Clinical factors significantly associated with EEG abnormalities included hypertension and older age. EEG abnormalities are uncommon in hypertension associated with advancing age and without evidence of cerebrovascular insufficiency or neurological damage
(2). However, advancing age can increase EEG variability, with some focal temporal slowing or slowing of average alpha EEG frequencies
(2,
17).
The observed protective association between benzodiazepine cotreatment and EEG abnormalities presumably reflects the anticonvulsant effect of these agents and their tendency to suppress epileptiform activity and induce EEG slowing
(2,
3,
7). Slowing is also associated with phenothiazines and butyrophenones as well as tricyclic antidepressants, monoamine oxidase inhibitors, lithium, analgesics, and some hallucinogens
(2,
3,
32,
33). Low-potency phenothiazines can induce generalized paroxysmal bursts in the EEG recording and, occasionally, epileptic seizures
(32). EEG abnormalities are found in nearly two-thirds of patients treated with lithium, including background slowing with high-voltage anterior delta activity and a 17% risk of spike discharges
(3,
33). Recent use of lithium may contribute to the association found between EEG abnormalities and bipolar disorder.

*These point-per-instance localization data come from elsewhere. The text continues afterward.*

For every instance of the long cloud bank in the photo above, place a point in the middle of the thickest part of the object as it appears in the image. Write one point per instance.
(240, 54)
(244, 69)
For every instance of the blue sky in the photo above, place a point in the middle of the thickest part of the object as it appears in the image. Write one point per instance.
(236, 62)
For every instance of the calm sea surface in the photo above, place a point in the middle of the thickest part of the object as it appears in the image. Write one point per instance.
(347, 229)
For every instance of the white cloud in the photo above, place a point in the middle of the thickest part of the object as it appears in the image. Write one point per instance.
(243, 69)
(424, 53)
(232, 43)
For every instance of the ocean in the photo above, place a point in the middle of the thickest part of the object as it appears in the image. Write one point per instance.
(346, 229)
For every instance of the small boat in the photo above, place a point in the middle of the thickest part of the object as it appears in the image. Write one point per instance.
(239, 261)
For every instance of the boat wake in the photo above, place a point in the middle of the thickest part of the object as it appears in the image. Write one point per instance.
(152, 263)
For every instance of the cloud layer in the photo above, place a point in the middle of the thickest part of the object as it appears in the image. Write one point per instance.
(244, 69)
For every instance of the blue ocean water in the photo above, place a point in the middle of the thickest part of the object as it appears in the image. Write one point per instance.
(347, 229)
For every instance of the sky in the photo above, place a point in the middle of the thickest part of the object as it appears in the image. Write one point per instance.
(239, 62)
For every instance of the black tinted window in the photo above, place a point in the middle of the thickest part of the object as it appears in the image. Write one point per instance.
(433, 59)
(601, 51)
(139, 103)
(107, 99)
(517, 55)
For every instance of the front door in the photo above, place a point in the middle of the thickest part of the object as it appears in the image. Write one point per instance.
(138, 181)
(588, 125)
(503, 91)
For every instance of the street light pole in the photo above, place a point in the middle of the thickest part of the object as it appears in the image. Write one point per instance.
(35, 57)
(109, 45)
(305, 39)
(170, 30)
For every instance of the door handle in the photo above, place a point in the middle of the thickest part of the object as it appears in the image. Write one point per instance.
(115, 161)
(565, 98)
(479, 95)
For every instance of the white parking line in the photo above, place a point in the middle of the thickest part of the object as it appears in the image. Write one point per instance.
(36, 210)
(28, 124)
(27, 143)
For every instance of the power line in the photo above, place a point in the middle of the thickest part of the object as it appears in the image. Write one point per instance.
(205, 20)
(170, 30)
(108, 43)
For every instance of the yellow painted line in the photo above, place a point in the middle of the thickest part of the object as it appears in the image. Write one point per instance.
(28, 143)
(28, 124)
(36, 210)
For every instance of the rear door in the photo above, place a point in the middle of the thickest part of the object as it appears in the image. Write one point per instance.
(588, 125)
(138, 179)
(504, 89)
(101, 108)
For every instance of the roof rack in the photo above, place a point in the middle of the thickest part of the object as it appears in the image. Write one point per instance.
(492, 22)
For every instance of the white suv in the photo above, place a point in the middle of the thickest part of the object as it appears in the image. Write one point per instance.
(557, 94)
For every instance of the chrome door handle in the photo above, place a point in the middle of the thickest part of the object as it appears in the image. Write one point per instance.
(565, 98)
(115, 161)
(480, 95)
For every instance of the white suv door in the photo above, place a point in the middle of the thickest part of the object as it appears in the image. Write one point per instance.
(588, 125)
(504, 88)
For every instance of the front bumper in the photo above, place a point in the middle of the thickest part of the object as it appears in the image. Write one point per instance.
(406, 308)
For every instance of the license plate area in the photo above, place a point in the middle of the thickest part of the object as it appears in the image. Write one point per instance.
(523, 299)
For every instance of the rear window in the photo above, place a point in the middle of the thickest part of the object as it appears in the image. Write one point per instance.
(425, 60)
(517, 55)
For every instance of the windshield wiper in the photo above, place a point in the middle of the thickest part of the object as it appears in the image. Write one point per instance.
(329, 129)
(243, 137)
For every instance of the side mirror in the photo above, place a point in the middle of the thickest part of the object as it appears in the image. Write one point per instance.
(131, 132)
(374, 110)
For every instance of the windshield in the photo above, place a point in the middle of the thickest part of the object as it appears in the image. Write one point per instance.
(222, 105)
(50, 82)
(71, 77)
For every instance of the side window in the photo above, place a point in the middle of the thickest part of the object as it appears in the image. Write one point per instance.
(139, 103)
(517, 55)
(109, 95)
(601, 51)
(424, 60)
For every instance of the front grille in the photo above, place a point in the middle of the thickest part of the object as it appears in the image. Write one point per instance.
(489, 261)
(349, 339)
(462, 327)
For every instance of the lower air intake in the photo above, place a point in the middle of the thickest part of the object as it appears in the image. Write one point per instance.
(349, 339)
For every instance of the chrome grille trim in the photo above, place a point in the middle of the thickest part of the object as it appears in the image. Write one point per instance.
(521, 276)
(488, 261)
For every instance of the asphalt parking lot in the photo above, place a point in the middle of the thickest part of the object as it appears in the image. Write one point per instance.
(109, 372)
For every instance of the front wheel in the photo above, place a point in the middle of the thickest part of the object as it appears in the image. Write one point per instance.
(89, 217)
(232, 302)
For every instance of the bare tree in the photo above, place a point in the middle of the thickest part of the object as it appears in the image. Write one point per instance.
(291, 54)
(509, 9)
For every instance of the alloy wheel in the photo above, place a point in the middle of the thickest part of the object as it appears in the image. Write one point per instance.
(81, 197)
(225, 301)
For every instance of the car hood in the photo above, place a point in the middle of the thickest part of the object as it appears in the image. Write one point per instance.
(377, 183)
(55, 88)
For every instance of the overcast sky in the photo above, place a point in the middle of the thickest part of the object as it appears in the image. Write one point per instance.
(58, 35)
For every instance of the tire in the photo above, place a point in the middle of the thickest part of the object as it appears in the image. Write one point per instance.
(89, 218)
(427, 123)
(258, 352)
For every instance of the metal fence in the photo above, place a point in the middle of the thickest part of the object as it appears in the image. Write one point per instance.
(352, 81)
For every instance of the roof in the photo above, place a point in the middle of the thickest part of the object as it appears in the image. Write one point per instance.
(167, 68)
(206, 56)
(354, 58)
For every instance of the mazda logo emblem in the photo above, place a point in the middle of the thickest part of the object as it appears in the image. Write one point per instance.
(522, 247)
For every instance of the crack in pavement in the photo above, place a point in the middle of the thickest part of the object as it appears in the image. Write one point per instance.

A provocative hypothesis, based on limited data, is that EEG abnormalities may be associated with clinical improvement in psychotic patients, either during treatment
(34–
36) or as a predictive factor before use of clozapine in particular
(37). However, we found no evidence of association of EEG status and clinical improvement.
Limitations of this study include its retrospective design, with medical records and clinical EEG assessments as the primary sources of data. There was no control over when or why EEG recordings were obtained, knowledge of pretreatment EEG status, nor control of treatments given, and the numbers of subjects given some drugs were quite small. The present clinical cohort also may be enriched with patients with EEG abnormalities, although there is no reason for such risk to be differentially associated with specific treatments. Ratings of EEG abnormalities were crude but were carried out blind to treatment and with high test-retest reliability. The present study was unable to specify the clinical significance of EEG abnormalities encountered. However, even ratings of 1 (mild) can be clinically relevant: delirium can be associated with EEG slowing and other “mild” changes (score of 1). “Moderate” (score of 2) changes may suggest focal and structural lesions; “severe” changes (score of 3) may indicate seizure disorder
(3,
5,
15–
17). Nevertheless, prospective studies are required to define the clinical significance of specific types and levels of EEG abnormalities.
In conclusion, this preliminary study yielded several interesting findings. 1) Some atypical antipsychotics carry a higher average risk of EEG abnormalities than many typical neuroleptics. 2) This risk was greatest with clozapine and unexpectedly high with olanzapine. 3) Risperidone was similar to standard high-potency neuroleptics. 4) Quetiapine had a very low rate of EEG abnormality risk among the very few subjects who received this agent. 5) Neither drug potency nor daily or weight-corrected chlorpromazine-equivalent dose was associated with EEG abnormalities. 6) Other risk factors significantly and independently associated with EEG abnormalities included hypertension, older age, and diagnosis of bipolar disorder, whereas cotreatment with a benzodiazepine was a protective factor. The present findings support the view that misattribution of an EEG abnormality to an underlying brain disorder rather than to a medication effect can confuse diagnosis and complicate treatment. Finally, they encourage prospective EEG analyses before and during treatment with specific drugs and objective ratings of clinical changes.